October 21, 1992|By Jim Henneman | Jim Henneman,Staff Writer

TORONTO -- For a guy quoted as saying he doesn't like to pitch big games, Juan Guzman is doing a good job of dispelling that notion.

Guzman wasn't the winning pitcher as Toronto beat Atlanta in Game 3 of the World Series last night, and came close to being the loser, but he gave the Blue Jays eight strong innings to set up the 3-2 comeback victory.

When it was over, however, Guzman was nowhere to be found -- and the most overlooked player in the game.

"I still believe Juan misunderstood the question," manager Cito Gaston said after the Blue Jays took a 2-1 Series lead. "I would have to say, just go back and look at his last three games [the division clincher against Detroit and two ALCS wins].

"He certainly doesn't show any evidence [of not liking to pitch big games], at least not on the mound."

When Guzman got in trouble in the sixth and eighth innings, when the Braves scored their runs, Gaston didn't hesitate to let the right-hander finish either inning. "Juan has been a big part of this team the last two years," said Gaston.

"I find if you give guys some leeway, they'll do a job and get out of some jams. If there's a seventh game and Juan's in that game, he may just pitch me a shutout."

Last night's other starting pitcher, left-hander Steve Avery matched Guzman for eight innings but threw two home runs pitches (to Joe Carter and Kelly Gruber) and wound up with the loss.

"The first one was not a mistake," said Avery. "But the second one was -- I was trying to throw a changeup for a strike [on a 3-and-2 pitch] and I left it up and out over the plate."

Other than those two pitches, and a leadoff single to Roberto Alomar to lead off the winning ninth-inning rally, Avery was satisfied with his performance. "I pitched about as well as I can pitch," he said.

"I'm very happy with the way I threw the ball.
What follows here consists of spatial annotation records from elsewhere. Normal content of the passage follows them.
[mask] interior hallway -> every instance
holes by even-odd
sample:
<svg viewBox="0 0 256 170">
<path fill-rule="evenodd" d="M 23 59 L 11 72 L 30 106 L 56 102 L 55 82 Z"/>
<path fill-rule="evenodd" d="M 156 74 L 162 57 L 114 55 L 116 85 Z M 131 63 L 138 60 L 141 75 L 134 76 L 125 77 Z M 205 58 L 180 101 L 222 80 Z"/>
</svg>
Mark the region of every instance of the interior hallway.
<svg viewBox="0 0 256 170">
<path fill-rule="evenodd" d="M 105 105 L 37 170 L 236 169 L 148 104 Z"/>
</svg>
But I put Jeff [Reardon] in a bad spot, and I guess it was a little too tough."

The bullpens continue to be major difference between the teams. Reardon has been on the mound at the end in both Atlanta's losses, and Blue Jays relievers have yet to be scored on in 7 2/3 innings.

"We thought Jeff could do the job," said Braves manager Bobby Cox, explaining his decision to have Reardon pitch to Candy Maldonado with the bases loaded. "He threw two good sliders for strikes, then he hung one. He could just as easily have struck him out."